How Wet Saws Work
A wet tile saw resembles a miniature table saw with a few important exceptions. For one, it is equipped with a special diamond-edged carbide blade that is quite different than the saw blades used to cut wood. Rather than ripping the hard ceramic material, it effectively grinds through it. The blade on a wet saw works somewhat like the thick carbide blade on an angle grinder. While not especially fast, it is the fastest way to make straight cuts on ceramic tile, porcelain, and natural stone tiles. A tile saw’s action is different, too. A tile saw has a sliding table that feeds a tile through the overhead blade. A miter saw, for example, leaves the wood stationary, and the cutting blade moves to meet it. With a tile saw, it is the opposite: the blade is stationary, while the material moves to meet the blade.
Recirculating vs. Fresh Water Tile Saw Modes
The most unique feature of a tile saw is that it includes a reservoir of water that pumps a stream of water over the spot where the diamond blade is cutting through the tile. The water stream keeps the blade and ceramic material cool and reduces dust and flying particles. Most tile saws incorporate two different modes of delivering water to the work material: recirculating or fresh water (though some tile saws have either recirculating or fresh water modes).
Recirculating Pump
With this mode, the wet tile saw keeps recirculating and filtering the same water from the lower basin. This eliminates the need to be hooked up to a water faucet. The downside is that chips and debris from cut tile may begin to clog up the recirculating pump’s inlet screen.
Fresh Water
With fresh water mode, the tile saw draws water straight from a water source. While this ensures a continual spray of clean water, it also means that you cannot stray too far from a water source.

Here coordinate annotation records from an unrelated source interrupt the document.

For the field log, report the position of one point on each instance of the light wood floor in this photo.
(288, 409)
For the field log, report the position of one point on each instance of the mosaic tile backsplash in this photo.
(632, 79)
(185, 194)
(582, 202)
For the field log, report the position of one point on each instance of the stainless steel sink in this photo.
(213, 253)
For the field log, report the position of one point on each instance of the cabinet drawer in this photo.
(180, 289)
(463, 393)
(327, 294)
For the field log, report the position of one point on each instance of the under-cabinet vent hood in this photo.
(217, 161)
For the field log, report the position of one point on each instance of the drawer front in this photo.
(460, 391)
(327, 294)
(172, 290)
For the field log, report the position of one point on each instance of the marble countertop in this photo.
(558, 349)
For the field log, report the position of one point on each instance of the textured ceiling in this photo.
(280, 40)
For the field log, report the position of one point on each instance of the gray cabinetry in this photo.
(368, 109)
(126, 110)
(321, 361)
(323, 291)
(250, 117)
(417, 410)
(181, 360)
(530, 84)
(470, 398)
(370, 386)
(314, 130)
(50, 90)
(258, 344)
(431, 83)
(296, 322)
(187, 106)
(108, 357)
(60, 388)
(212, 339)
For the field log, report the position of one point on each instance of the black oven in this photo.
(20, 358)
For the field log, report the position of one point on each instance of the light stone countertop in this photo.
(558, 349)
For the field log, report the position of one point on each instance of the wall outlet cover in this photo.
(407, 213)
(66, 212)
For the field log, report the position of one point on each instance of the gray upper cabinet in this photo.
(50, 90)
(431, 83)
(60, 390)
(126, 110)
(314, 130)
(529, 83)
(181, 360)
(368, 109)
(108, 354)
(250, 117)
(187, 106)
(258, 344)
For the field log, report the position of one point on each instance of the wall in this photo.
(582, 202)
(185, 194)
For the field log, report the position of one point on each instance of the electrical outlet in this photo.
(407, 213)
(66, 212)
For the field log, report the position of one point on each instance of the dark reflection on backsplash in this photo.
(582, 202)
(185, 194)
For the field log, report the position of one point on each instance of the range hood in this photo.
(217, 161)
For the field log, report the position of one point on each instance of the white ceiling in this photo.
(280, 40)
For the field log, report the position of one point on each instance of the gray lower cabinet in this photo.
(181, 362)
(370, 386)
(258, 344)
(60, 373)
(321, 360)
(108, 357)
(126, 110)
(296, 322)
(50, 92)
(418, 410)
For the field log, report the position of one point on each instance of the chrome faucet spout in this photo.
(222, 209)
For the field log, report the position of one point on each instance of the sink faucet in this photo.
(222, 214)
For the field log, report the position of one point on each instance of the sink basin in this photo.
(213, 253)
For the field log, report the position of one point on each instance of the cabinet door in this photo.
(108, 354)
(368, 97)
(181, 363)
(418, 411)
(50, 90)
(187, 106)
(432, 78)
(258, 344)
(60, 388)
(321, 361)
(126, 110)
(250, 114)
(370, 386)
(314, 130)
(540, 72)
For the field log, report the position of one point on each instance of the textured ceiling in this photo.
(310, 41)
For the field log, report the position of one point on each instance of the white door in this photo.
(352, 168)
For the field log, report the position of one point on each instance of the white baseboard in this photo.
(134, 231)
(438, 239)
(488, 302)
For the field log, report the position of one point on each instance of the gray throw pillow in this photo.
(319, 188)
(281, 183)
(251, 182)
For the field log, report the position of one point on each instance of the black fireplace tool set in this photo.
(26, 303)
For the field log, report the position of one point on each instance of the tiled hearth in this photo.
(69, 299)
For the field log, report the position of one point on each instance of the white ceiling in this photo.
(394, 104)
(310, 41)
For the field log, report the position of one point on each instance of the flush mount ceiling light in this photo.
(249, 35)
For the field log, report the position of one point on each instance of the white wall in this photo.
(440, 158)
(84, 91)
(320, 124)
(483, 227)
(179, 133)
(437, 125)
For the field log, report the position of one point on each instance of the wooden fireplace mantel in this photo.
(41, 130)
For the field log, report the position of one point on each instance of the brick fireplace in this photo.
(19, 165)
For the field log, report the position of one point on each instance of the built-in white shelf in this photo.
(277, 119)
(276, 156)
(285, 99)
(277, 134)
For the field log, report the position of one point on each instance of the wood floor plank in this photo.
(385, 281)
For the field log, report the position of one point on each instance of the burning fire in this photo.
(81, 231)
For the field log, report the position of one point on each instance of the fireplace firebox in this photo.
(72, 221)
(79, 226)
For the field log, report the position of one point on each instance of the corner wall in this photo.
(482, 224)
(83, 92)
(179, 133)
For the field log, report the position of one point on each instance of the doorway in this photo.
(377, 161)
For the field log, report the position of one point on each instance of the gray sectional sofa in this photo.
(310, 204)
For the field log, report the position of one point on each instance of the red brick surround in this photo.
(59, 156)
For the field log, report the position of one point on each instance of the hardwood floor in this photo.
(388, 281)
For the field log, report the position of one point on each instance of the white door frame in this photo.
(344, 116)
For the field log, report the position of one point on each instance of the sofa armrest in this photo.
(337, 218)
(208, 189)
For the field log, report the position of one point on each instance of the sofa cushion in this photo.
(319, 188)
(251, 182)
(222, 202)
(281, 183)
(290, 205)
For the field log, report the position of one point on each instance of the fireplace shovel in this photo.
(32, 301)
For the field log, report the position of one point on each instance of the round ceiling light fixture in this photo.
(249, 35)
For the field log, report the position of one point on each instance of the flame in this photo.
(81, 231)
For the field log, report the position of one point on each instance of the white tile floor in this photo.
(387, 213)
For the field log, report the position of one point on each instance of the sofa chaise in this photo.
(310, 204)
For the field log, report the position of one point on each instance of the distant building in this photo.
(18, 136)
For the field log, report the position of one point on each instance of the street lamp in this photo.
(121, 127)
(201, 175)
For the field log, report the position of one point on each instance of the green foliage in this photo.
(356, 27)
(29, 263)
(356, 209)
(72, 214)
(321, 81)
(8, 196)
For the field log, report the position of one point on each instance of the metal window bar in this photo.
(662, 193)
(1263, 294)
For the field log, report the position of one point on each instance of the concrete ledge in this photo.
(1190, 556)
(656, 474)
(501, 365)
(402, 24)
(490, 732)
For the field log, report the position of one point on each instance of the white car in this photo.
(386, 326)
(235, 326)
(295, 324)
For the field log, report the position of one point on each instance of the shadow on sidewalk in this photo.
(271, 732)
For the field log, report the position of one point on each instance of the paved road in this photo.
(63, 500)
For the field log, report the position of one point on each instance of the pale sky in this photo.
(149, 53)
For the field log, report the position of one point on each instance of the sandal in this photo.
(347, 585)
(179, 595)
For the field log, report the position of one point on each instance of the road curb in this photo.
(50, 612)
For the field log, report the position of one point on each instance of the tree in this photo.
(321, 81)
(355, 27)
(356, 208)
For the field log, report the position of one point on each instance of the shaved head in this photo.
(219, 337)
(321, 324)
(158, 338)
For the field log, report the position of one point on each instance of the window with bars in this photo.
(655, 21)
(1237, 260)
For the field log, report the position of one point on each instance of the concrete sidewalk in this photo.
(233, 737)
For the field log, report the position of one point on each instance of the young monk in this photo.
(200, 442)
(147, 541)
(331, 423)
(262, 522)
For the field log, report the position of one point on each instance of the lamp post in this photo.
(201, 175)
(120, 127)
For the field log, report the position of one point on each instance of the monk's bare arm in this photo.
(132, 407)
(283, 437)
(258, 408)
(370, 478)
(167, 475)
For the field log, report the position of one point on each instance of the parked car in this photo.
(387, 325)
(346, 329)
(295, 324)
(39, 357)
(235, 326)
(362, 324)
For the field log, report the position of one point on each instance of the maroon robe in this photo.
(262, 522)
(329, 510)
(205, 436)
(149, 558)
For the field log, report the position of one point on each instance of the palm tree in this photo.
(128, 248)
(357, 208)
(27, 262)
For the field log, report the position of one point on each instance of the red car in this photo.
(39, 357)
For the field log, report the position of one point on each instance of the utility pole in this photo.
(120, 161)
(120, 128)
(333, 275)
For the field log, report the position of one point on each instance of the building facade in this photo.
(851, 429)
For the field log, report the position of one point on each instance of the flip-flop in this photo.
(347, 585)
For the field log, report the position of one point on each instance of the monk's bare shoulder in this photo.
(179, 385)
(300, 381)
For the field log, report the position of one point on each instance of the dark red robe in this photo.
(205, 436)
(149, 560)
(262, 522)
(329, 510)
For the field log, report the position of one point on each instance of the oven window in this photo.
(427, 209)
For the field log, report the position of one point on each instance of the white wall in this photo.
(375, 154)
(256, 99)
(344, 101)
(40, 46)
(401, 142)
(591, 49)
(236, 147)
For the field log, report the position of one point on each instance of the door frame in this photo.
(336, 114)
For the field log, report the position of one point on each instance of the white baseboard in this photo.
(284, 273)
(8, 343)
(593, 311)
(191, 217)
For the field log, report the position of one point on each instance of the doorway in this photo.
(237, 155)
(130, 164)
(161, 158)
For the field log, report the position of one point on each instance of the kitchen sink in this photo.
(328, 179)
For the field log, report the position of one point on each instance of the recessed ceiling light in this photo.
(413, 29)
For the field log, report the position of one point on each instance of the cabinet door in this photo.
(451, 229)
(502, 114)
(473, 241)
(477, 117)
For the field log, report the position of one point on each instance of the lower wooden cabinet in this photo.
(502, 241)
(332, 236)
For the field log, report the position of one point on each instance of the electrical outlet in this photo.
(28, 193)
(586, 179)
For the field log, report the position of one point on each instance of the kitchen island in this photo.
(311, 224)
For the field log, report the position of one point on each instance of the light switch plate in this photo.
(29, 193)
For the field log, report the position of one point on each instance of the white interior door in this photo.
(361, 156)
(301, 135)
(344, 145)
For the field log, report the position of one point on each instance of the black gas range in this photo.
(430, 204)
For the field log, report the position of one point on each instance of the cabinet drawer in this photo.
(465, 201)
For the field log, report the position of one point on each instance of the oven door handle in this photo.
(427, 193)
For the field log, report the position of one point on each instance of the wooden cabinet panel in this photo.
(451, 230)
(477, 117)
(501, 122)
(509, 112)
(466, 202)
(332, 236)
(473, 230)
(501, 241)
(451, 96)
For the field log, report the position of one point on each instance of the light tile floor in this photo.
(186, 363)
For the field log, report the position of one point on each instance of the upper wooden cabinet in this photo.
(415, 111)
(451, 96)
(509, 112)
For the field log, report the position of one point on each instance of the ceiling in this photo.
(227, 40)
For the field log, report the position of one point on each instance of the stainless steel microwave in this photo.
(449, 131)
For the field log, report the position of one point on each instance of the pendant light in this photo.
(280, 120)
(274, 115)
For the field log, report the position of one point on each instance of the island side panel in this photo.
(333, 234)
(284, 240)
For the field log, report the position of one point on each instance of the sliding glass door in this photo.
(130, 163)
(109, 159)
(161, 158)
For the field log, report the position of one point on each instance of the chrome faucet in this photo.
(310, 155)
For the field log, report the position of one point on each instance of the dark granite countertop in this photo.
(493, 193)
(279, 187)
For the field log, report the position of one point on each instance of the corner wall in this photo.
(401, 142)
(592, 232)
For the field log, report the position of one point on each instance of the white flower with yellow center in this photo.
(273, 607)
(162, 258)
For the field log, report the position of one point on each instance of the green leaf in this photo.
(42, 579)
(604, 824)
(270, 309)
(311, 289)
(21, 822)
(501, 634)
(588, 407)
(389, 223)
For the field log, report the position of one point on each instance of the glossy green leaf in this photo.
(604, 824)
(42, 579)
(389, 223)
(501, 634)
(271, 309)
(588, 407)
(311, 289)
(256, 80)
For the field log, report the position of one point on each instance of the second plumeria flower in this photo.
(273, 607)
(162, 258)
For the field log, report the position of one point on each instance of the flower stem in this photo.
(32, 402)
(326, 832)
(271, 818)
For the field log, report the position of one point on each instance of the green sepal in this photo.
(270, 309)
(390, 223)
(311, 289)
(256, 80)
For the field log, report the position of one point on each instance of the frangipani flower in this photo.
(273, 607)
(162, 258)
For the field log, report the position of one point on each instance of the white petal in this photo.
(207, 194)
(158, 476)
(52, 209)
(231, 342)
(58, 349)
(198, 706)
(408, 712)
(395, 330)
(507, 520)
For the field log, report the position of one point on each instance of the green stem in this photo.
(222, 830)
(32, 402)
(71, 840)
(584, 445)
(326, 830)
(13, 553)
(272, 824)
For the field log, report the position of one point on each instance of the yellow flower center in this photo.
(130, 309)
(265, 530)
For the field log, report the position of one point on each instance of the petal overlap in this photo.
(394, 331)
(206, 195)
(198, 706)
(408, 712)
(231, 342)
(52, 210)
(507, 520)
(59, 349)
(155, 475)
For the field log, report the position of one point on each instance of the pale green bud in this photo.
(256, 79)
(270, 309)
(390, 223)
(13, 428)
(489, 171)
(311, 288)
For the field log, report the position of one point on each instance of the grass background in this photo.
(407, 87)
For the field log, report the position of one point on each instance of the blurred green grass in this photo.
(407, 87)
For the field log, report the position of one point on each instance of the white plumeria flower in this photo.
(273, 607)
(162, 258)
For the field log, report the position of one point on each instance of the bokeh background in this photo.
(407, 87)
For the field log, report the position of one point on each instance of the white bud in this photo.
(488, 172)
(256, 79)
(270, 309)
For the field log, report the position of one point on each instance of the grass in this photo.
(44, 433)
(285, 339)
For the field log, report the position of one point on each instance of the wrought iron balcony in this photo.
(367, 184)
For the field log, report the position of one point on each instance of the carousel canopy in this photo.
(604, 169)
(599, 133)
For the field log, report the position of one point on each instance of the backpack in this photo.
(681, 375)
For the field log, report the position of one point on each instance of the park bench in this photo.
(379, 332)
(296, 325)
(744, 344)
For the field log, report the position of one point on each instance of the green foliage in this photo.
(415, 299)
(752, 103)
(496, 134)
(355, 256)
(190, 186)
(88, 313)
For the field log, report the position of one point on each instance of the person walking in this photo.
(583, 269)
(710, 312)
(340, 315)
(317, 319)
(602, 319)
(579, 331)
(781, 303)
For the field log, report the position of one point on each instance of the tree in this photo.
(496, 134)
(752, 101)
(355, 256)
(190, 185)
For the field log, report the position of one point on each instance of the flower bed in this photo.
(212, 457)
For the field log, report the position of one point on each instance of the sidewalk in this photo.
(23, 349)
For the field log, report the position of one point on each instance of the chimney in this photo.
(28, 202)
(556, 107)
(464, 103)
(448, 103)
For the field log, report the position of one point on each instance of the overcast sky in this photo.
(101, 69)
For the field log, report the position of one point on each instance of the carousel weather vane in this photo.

Other Methods of Cutting Tile
Snap or Rail Tile Cutter
An inexpensive tool called a snap tile cutter or rail cutter is ideal for small jobs that do not require much cutting. Breaks with snap cutters can be uneven and unpredictable, leading to waste. Snap cutters work best on thinner wall tiles; they are difficult to use on thick flooring tiles, and do not work very well at all for harder porcelain tiles or for very hard natural stone tiles. By contrast, the wet tile saw makes clean, predictable cuts on almost any ceramic, porcelain, or stone tile.
Circular Saw
An ordinary circular saw equipped with an abrasive diamond blade can cut tiles, too. Such blades are sold for exactly this purpose. This is a dry-cutting process that is messy and potentially dangerous due to flying chips and glazing fragments.
Angle Grinder
An angle grinder with a diamond blade can be used to cut small portions of tile. As with the circular saw, it is a dry-cut tool, so flying dust and debris is a problem.
Renting a Tile Saw
Cutting tile is unlike cutting other types of materials—breakage is common, and the risk of sharp, flying particles is very real. And this is not a tool that has other uses. It is used for cutting tile or stone only, nothing else. Depending on the local tile saw rental rates, it only takes a few days of tiling before the cost of buying a moderately good saw is a better bargain than renting. As a rule of thumb, if you have only one room to tile and expect to complete the work in one or two days, then renting the tool probably makes more sense. Available storage space might also be a consideration. With their water reservoir trays, wet tile saws are bulky, large tools. If storage space around your home is at a premium, you may prefer to rent a saw when you need it.
Buying a Tile Saw
Wet saws are specialty machines, and like table saws, they come in a range of qualities and prices. Some retailers offer wet tile saws for less than $200. Yet unlike a table saw, this is a one-use tool that you will only use when tiling. If you have two or more rooms to tile or expect to tackle another major tiling job in the future, purchasing a good, low-cost wet tile saw is a good investment.
Another Option
If you have a small amount of tiling to do, or are simply replacing a few tiles, and would like the convenience and ease of a wet-saw, tabletop tile saws are available. These tile saws are less expensive, ranging in price from below $100 to $200. They look similar to a table saw but use a system in which the diamond blade is partially submerged in a water reservoir. They are smaller, less powerful, and somewhat slower than a conventional tile saw, but may be a good solution for the small-job DIYer, or if you are uncertain that owning a standard tile saw is right for you.